How the Entertainment Industry Distorts History

How the Entertainment Industry Distorts History

By Larry Holzwarth
How the Entertainment Industry Distorts History

It is widely believed that when Brutus struck his friend, the dying Julius Caesar, the latter uttered the words, “Et tu, Brute?”. Neither the works of Suetonius nor Plutarch record Caesar as saying anything, though Shakespeare based his play Julius Caesar on their histories. Nor did Brutus’s contemporaries record him replying, “sic semper tyrannis” (Thus always to tyrants). Yet both Latin phrases have been handed down through history, accepted as historical fact. They are examples of dramatic license which have become, through repetition, a part of the historical record. Shakespeare’s Julius Caesar is an example of how for centuries, the entertainment industry has distorted history.

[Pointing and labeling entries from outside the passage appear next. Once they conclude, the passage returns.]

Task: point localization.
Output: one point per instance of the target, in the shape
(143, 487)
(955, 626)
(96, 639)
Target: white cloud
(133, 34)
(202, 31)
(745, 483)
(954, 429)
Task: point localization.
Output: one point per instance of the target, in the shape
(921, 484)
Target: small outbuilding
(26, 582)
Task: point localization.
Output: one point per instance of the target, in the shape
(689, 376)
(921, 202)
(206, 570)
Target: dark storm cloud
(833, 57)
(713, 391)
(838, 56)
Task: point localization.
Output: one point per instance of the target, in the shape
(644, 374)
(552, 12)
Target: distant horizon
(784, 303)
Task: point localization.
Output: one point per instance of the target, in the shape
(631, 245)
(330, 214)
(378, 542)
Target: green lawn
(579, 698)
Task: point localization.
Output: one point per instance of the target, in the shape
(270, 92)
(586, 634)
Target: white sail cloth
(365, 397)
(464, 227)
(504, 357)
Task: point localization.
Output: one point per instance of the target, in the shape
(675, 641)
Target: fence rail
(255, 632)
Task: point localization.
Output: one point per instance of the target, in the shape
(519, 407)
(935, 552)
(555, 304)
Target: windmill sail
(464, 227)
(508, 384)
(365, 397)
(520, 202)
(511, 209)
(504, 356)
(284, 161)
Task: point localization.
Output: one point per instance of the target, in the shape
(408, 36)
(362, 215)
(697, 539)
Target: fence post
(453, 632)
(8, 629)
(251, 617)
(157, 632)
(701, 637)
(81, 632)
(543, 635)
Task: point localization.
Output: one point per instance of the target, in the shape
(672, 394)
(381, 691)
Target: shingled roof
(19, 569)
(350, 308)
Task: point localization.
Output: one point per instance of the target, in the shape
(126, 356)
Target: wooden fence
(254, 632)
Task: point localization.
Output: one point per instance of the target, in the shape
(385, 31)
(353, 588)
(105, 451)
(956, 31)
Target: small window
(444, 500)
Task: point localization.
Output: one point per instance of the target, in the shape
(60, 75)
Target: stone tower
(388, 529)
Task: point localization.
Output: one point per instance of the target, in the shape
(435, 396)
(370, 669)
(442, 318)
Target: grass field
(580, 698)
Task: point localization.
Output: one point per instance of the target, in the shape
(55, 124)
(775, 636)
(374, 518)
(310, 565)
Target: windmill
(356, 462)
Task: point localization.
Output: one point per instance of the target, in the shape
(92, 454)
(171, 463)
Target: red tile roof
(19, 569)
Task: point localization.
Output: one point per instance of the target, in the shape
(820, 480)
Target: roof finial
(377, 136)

A scene from the 1953 film Julius Caesar, which used Shakespeare’s play as its script. Wikimedia

Plays and operas, novels and short stories, motion pictures and television programs, have all distorted the public perception of history. Sometimes the distortions were incidental to the presentation of the story, some were described as being “based” on history, and sometimes they were created out of whole cloth to advance a specific agenda. During wartime they were created to promote patriotism. During peacetime they were used to both entertain and to shape public opinion. Sometimes historical events were distorted simply to promote a story or a character within for dramatic effect, but powerfully resonated with the audience and became accepted as fact. Here are some examples of entertainment distorting the historical record.

A scene from Shakespeare was the source of the name for several civil wars in Britain. Wikimedia

1. The Wars of the Roses is a name derived from Shakespeare

The series of civil wars between the House of Lancaster and York, which led to the rise of the House of Tudor in England gained the appellation of the War (or Wars) of the Roses in the early 19th century. It became a popular belief that supporters of the Lancaster’s wore the symbol of a red rose to signify their allegiance; Yorkists were identified by a white rose. In reality, those in livery supporting the Lancasters, and later the Tudors, wore the symbol of a red dragon, with those supporting the Yorks identified by wearing the symbol of a white boar, the personal device of Richard III. In 1829, the novel, Anne of Geierstein, by Sir Walter Scott, popularized the differently colored roses as the symbols of the conflict.

Scott drew his inspiration from Shakespeare, who addressed the conflicts in several of his historical dramas. Specifically, Sir Walter used a scene from I Henry VI (Act II, Scene IV). In the scene, which was the product of the Bard’s imagination, a group of nobles meeting in the Temple Church gardens picked roses of red or white to signify their loyalties. The play covers many of the events which led to the armed conflicts, a critical event of British history. The fictional scene with the roses created by Shakespeare led to Scott so designating the three-decade period. It does though, have a better ring to it than the War of the Red Dragon and White Boar.